好几次动念头,想去富春江北岸的小村看看李杭育。杭育在那里住了好些年了,之所以几次动了想去看他的念头,是因为多位作家造访后回来都说杭育住得“乐胃”——村子这头有专事写作的工作室,那头还有专门画画的大画室。而我由于每日牵牵绊绊的事情不少,所以没有马上动身拜访他。另外,大半年前我们一批“资深作家”在临安区的青山湖畔有过两日小聚,其时见到了走路不甚轻松但精神状态极好的杭育,座谈时也听见他关于最近创作、日常生活的侃侃而谈,所以想见面的急迫性就略少了几分。

那天我对杭育说,什么时候到你住处拜访一下。他当即说,你来嘛。结果我还是好几个月没去。突然动了非看他不可的念头,说来惭愧,原因竟然是看到他朋友圈晒出的“烹调作品”:碗碟不多但各种菜肴色香俱全,很有感觉,再加上旁边这个用了什么什么食材、那个用了什么什么佐料的文字提示,显得十分考究。

我马上留言说,年前一定来看你,想尝尝你亲手做的菜,别的要求没有,素菜要多,荤菜少些。因为在我看来他的素菜做得特别精致,这就对了我的胃口。杭育的答复很简洁——你来嘛,但需前一天告知,要备菜。随后还给我发来定位图。

我杭州城西的小区到他的小村庄,车程也就一小时左右,方便得很。我坐在出租车上,看着车窗外夕阳下连绵不绝闪闪发亮的树叶,忽然想到一个问题,而且越琢磨越觉有趣:这李杭育与黄公望,怎么就那么像呢?他们都不是富阳人,却都在晚年岁月选择了富阳;黄公望50岁开始学画,一边学画卖画,一边继续他的占卜生意,李杭育也在50岁开始学画,一边学画卖画,一边继续他的文学写作;黄公望看着富春江,用自己的笔墨勾勒了一幅绝世佳作《富春山居图》,李杭育看着富春江,用自己的文字定格了苦苦坚守富春江的“最后一个渔佬儿”;黄公望晚年在富春江北岸的隐居地,与李杭育那个富春江北岸的栖居地几乎重合。

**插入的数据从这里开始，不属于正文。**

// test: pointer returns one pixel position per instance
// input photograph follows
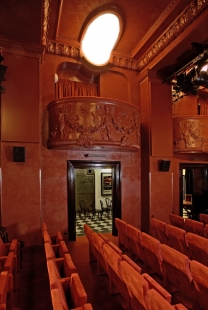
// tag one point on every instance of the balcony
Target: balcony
(93, 123)
(190, 134)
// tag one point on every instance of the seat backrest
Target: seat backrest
(134, 239)
(200, 275)
(152, 254)
(157, 302)
(194, 227)
(122, 235)
(137, 286)
(158, 230)
(177, 239)
(198, 248)
(176, 271)
(203, 218)
(154, 285)
(177, 221)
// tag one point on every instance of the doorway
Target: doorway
(193, 190)
(116, 191)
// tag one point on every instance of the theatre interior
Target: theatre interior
(104, 154)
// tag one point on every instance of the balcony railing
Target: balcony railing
(190, 134)
(94, 123)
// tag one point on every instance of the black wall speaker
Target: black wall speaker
(19, 153)
(164, 165)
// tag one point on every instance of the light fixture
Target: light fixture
(100, 37)
(94, 155)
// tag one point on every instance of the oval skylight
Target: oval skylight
(100, 38)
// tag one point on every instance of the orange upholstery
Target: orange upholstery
(4, 285)
(200, 275)
(154, 285)
(203, 218)
(98, 243)
(70, 286)
(135, 243)
(130, 262)
(88, 232)
(198, 248)
(137, 286)
(116, 284)
(157, 302)
(177, 239)
(177, 221)
(177, 274)
(123, 241)
(55, 251)
(158, 230)
(152, 254)
(194, 227)
(52, 239)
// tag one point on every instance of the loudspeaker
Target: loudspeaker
(164, 165)
(19, 153)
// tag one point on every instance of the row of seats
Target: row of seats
(188, 243)
(9, 267)
(67, 291)
(137, 291)
(193, 226)
(186, 280)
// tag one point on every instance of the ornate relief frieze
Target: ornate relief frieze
(186, 17)
(190, 134)
(45, 16)
(62, 49)
(91, 122)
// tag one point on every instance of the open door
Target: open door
(116, 192)
(193, 190)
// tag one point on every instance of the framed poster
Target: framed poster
(106, 184)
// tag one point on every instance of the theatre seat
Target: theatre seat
(158, 230)
(177, 221)
(194, 227)
(137, 287)
(152, 255)
(177, 276)
(116, 283)
(88, 233)
(135, 243)
(98, 243)
(177, 239)
(123, 241)
(198, 248)
(200, 275)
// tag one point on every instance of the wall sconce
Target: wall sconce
(94, 155)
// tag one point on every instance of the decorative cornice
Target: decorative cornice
(29, 48)
(62, 49)
(179, 25)
(45, 17)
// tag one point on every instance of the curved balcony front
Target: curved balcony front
(190, 134)
(93, 123)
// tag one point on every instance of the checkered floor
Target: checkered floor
(103, 225)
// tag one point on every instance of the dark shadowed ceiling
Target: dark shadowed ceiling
(144, 22)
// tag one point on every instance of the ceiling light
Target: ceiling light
(100, 37)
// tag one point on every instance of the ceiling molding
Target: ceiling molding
(176, 28)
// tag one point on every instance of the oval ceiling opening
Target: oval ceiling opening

怎么会有这么多巧合呢?及至司机把车开进村庄,提醒我准备下车之时,我才惊愕地发现,原来杭育栖居之地竟然就是“黄公望村”。真有点儿时空重合的感觉。村子还是个网红村,白墙黑瓦的小别墅错错落落,建筑风格多仿宋元,古朴而典雅 。下车处不远,即有指示牌“李杭育居所”,走上二三十步,就见着院子了。

暮色上来了,杭育的院子很安静,整个村庄都很安静。

杭育和女主人阿莉都在家,我们相见甚欢,更欢乐的是“私房菜”果然精美可口。菜式不多,五只菜碟,三人动筷,招来阿莉埋怨,怎么人家说做得简单一点儿,你真就做得这么简单?但说实话,这些菜也真足够了,因为女主人基本不吃晚饭,浅尝几口就搁筷,实际上只有我和杭育吃,所以这些都吃不完。素菜尤其好吃,那道“海米蒸娃娃菜”一入口就叫我一声低呼,怎么那么鲜?杭育解释说,我只放蚝油不放味精。他又说添了什么料什么料,而我不懂烹调,不明白佐料的配方,反正觉得众多菜馆里都有这道蒸娃娃菜,但口味差仿不多,哪里比得上今天这道引人惊呼的“私房菜”?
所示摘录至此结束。